A new light on our ancestors
“The morphology of the skull indicates that it is that of a modern human of African origin, bearing characteristics of early European Upper Palaeolithic populations. This suggests that the Levantine populations were ancestral to earlier European populations,” said Prof. Hershkovitz. “This study also provides important clues regarding the likely inbreeding between anatomically modern humans and Neanderthals.”

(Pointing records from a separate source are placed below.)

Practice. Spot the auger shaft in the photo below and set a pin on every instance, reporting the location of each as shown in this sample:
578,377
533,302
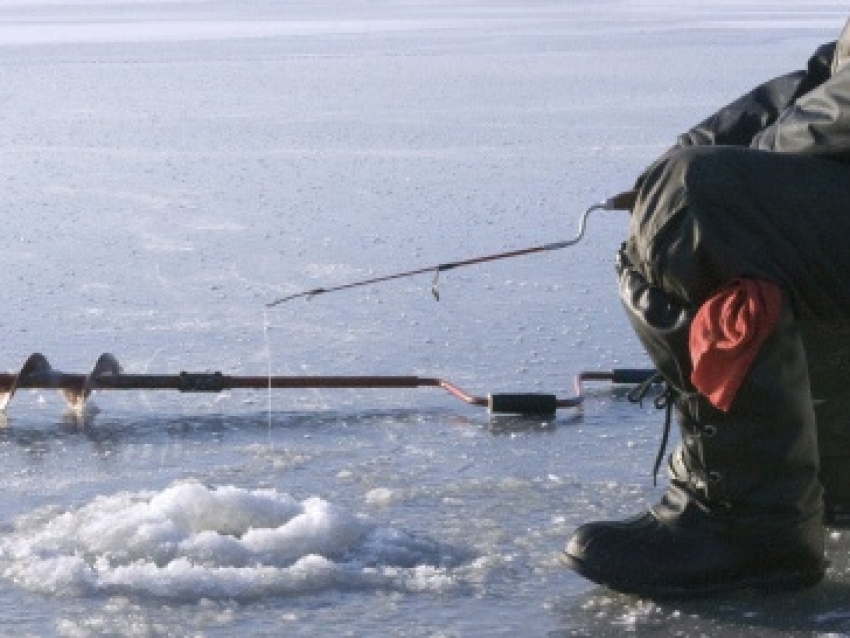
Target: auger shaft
36,373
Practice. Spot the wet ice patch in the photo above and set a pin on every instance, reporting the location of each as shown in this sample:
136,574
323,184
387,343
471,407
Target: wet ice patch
192,541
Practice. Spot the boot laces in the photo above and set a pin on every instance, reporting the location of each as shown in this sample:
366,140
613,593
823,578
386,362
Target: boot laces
663,401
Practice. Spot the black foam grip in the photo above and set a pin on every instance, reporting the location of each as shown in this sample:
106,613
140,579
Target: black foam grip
537,404
629,376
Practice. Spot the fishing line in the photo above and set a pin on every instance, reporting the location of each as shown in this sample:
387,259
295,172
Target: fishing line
266,329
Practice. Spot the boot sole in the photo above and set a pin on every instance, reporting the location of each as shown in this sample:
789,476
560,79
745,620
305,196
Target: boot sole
764,583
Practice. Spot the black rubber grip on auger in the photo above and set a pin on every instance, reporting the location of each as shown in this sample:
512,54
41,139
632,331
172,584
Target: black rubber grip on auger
630,375
530,404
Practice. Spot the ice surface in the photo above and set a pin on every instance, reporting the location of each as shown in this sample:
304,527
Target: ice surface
169,166
192,542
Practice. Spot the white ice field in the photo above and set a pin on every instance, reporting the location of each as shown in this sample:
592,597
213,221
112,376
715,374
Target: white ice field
170,166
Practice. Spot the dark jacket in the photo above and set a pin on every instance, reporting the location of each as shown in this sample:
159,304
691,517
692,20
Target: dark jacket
802,112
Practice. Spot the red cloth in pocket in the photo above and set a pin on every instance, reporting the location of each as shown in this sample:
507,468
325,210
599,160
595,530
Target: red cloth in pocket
726,334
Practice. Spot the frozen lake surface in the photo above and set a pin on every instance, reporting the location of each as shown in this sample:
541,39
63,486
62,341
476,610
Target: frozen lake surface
170,166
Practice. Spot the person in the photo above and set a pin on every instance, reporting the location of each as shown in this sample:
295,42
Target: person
736,278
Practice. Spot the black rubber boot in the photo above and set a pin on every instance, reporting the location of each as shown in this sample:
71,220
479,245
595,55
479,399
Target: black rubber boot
744,505
828,353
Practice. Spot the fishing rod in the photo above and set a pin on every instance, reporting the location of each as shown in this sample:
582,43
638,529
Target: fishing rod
107,374
623,201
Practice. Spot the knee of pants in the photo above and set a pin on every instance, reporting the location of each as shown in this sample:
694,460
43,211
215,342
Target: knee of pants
684,237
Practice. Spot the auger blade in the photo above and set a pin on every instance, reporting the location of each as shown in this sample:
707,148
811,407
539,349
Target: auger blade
36,364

The Manot Cave, where the skull was unearthed, was discovered accidentally in 2008 when a bulldozer struck the cave roof, revealing a time capsule tens of thousands of years old. “This is a goldmine,” said Prof. Hershkovitz. “Most other caves are ‘disturbed caves,’ but this is untouched, frozen in time — truly an amazing find. Among other artefacts found there, the skull, which we dated to 55,000 years ago using uranium thorium methods, was astonishing. It provides insight into the beginnings of the dispersal of modern humans all over the world.”
According to Prof. Hershkovitz, the skull disproves two major narratives: that all modern human populations are linked to migrations out of Africa 100,000 years ago, and that early European Upper Paleolithic populations interbred with local European Neanderthals. Instead the skull indicates that modern humans met and interbred with Neanderthals in Israel, only to later pass on their genes to the rest of the world. Considering Europe was in the last Ice Age period, its harsh climate rendered it generally inhospitable, so humans from the Levant moved first to Asia, and only later (45,000 ago) to Europe.
Sorting out the contradictions
“This was a wonderful scenario, but there was one problem,” said Prof. Hershkovitz. “Geneticists discovered that present-day human populations were linked to a group of African modern humans who started migrating 70,000 years ago. Accordingly, all previous migrations of modern humans out of Africa were presumed to have reached a dead end, contributing nothing to present-day human life. But this was a prediction based on genetic studies only. No fossils to be found anywhere to back it up.”
The first physical evidence that modern man left Africa 70,000 years ago, stopped in Israel, then moved afterward to Europe came in the form of the newly discovered Manot skull. “This skull dates back 55,000 years, a critical time period,” said Prof. Hershkovitz. “If modern humans indeed moved from Africa 70,000 years ago to Israel, this skull means they settled in the Levant for a long period of time, before moving to Europe (45,000 years ago).
“When we analysed the morphology of Manot skull, we made two important discoveries. First, we found African affinities, confirming that the Manot population originated in Africa. Second, we noted many morphological peculiarities akin to early Upper Paleolitic populations in Europe, which suggest ancestral connections to earlier European populations. All of this confirms that people in Manot came from Africa, stayed in Israel for several thousand years, and later, when weather conditions improved, moved to Europe. The Manot people are indeed the ancestors of European populations.”
A further critical finding was the apparent communication and interbreeding between the local Neanderthals and the Manot Homo sapiens in the Levant — not in Europe, as some anthropologists previously hypothesized. “When the Manot people came to Israel, they encountered a flourishing population of Neanderthals, with whom they must have communicated, shared tools and interbred with,” said Prof. Hershkovitz. “According to our analysis of the skull, which bears a complex mix of archaic and modern characteristics, this was probably the only place on earth where Neanderthals and anatomically modern humans lived side by side for a long period of time.”